If Chrome OS catches on, it is likely that hardware companies will eventually make Chrome OS scanners. And, hopefully, Adobe will eventually provide a way to edit PDFs in a browser (via Acrobat.com, maybe?). But until then, I’ve got no good way to assemble document production or affidavits.
But while the lack of scanner and PDF-editing support means Chrome OS is not a perfect option, I can still do those things in Windows and OS X, which means we could use the cloud, just not exclusively.

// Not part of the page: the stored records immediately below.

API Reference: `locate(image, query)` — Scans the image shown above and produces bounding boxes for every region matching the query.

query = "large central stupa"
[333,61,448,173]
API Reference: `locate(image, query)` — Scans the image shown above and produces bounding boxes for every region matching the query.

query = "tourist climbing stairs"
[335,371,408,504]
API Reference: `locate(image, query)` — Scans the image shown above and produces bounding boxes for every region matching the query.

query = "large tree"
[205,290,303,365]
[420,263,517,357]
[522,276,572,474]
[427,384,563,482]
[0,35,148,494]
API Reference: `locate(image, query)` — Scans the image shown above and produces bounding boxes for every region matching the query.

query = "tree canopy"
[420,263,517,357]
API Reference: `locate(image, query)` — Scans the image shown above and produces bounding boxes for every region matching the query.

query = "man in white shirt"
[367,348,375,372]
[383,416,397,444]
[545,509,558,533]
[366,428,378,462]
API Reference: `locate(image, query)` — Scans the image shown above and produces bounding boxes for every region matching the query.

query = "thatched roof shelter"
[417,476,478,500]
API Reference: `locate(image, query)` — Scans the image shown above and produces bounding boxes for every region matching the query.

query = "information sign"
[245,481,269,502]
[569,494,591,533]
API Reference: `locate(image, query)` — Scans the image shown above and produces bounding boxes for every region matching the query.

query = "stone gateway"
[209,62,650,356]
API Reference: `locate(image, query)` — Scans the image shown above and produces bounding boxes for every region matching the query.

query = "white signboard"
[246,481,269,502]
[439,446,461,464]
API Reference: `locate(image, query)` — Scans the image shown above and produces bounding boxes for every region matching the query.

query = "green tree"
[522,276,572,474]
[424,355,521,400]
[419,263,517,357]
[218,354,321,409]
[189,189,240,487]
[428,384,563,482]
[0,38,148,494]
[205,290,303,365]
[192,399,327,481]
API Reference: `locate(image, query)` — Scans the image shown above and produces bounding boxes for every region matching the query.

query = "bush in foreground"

Would I want to work in the cloud?
So, now that I know we could migrate to the cloud, the question is whether we would want to. Assuming that Google makes it cost-effective to significantly increase storage in Google Docs (we need at least 10 GB per person), I think the answer is yes, for two reasons: security and flexibility.
I don’t like it when client data leaves the office. I get nervous thinking about laptops with client data sitting in coffee shops, the trunks of cars parked in bad neighborhoods, or on desks where children can get at them. I can’t control who has access, whether firm policies are followed, or consider every eventuality.
If all our data lives in the cloud, and doesn’t leave, then I have less to worry about. I could use Windows, Mac, or Linux desktops at the office, and distribute Chrome OS laptops without much training (“log out when you are done” should do it), and since very little data lives on the computer, I have very little to worry about. Plus, if one goes missing, I can probably wipe the data remotely (I am sure that feature will be added soon, if it isn’t already built in).
I don’t like worrying about backup, either. In the cloud, it’s taken care of, and far better than I could do. Google Docs provides extensive revision history, and nearly every action in the software we use has an undo option (which is more than I can say for our desktop software). I’m sure, if I wanted to, I could set up a backup server to periodically suck the data down from the cloud and back it up, too. Or just use a service like Backupify.
Or, you know what, why buy laptops for anyone? If all the firm’s data is in the cloud, any web browser will do. So will a smartphone or iPad, for that matter.
That pretty much sums up the cloud for me. Use it anywhere, any time, with any gadget. I don’t want to be tied to any particular device, and I want to have the same user experience no matter what I do. Only the cloud can do that, and even if my firm doesn’t make the transition to the cloud in 2011, I’m guessing we will before too long.